Friday, December 22, 2006

More Vintage Bath Pics

This is 2 views of the same bathroom. If you look in the mirror over the sink you can see the towel hung over the marble wall that separates the toilet from the tub in the other photo. I assume the walls are all solid marble was well. It’s interesting, what ever stone it is. The shower enclosure is definitely marble, but the walls look a little different. Maybe the shower enclosure came with the shower and that’s why it looks different.





The photos were taken in 1907 from a house in Utah. It looks a lot like a real bathroom that was displayed in the 1904 Standard catalog I showed pictures of the other day. In fact, except for the toilet, it looks a lot like all the items in the first bathroom drawing. In the drawing it is a low tank toilet, but in the house it is a high tank. Another interesting thing is that the toilet in the photos looks a lot like my high-tank.
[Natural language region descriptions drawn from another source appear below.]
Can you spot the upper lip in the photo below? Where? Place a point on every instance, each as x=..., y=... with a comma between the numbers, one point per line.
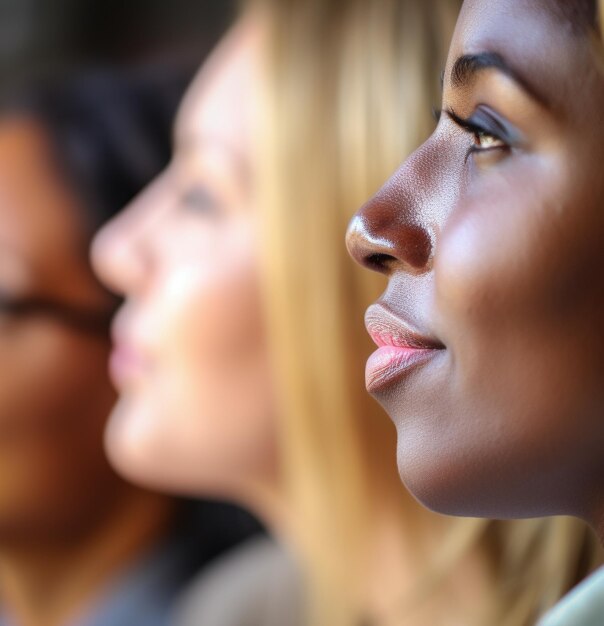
x=388, y=329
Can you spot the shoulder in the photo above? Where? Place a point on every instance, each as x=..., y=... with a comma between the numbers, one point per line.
x=583, y=606
x=256, y=584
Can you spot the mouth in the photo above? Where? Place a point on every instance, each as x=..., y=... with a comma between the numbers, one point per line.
x=127, y=364
x=401, y=348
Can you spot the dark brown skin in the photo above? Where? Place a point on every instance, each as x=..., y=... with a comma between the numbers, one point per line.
x=493, y=245
x=67, y=521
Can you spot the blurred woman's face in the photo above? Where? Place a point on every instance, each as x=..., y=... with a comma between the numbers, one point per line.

I think I may steal that tile boarder. I really like it, and that way I won’t be stealing from anyone I know. It’s practically a victimless crime. Also, now I’m thinking I should do away with the subway tile idea and go with marble walls. What do you think, too much?

14 comments:

Patricia W. said...

All of the marble is incredible. The tub is especially cute.

Kathy said...

Do you know what the small tub is in all the vintage bathrooms? For washing feet? Dog bath? I've never seen anything like that before.

Greg said...

The little tub is called a "Sitz Bath". Sitz is German for 'sit', so you get the idea. Only the hips and butt would be submerged. I guess it was for when the tub was too much and the bidet wasn't enough. I think early on the idea of a daily bath was still foreign to many, and maybe not seen as hygienic. Even showers were not recommended for woman, when they first came out. A sitz bath would probably be used on those “in-between days”. I think there might be a bidet in the room as well, to the right of the sitz bath.

Kathy said...

Thanks for the info. I know that people with hemorrhoids often take sitz baths (using a basin that fits over the toilet) to ease the pain. But I would sure hate to have to lift myself out of that thing when I was done!

ben said...

Where's the guy wearing a suit and handing out little towels and mints? That would really impress guests when they stepped in!

mindy said...

Love that floor - definitely theft-worthy. Thanks for all the inspiration!

allison said...

Boy, imagine paying for all that marble. I love it. I particularly like using that slab of marble to separate the toilet from the rest of the bathroom. It sure beats your basic drywall, but who can afford it? Great photos and ideas!

Jocelyn said...

I love the marble myself, but it has a bit more institutional feel. Either choice it's win win in my opinion. Were you planning on tiling floor to ceiling?

Greg said...

No, tiling all the way up is not in the budget. And the marble walls are really, really not in the budget. The plan is to do tile 36-inches up on most walls and a bit higher around the tub.

davidLBC said...

This is a rich person's bathroom; someone who was trying to live up to the high standard set by the catalog illustrations, whether they needed to soak their hemorrhoids or not. If it weren't for the seeming reflection of some towels on the wall in the first photo, I'd be surprised if all of that marble is real. Those Victorians were masterful faux finishers. Think of all the graining and painting techniques they developed to make cheaper woods look like hardwoods. Possibly the shower stall is real marble and the walls are painted to simulate marble. This could explain why they don't quite match. But then there is that apparent reflection.

Greg said...

You make a good point about the faux finishes, but I’m inclined to believe in this case, this is the real thing. Judging from the size of that bathroom, this is a very prominent mansion. It’s my understanding that the very rich of the time spent money freely on things like this. I could be wrong.

Mark said...

Might be just the angle but it looks like a long reach for the toilet paper dispenser. The marble IS just amazing but imagine the amount of support needed from underneath to hold it up. I had enough fears making my shower stall which came in around 1500lbs.

Donald said...

Don Hooper at Vintage Plumbing - There would be nothing faux in a bathroom like this. No need for it with the money the owner obviously had to spend. Remember, in 1907 that shower alone cost around $300-400. An average house in America at the time probably cost around $1500 to buy. And the fixtures are decorated, an added expense only the wealthy could afford. So, this owner had ample money to buy dozens of slabs of Italian marble, and could easily pay the labor to install it. Definitely a gorgeous bathroom.

Western General Facilities said...

This is a photo of the Kearns Mansion in Salt Lake City, Utah. The marble is real.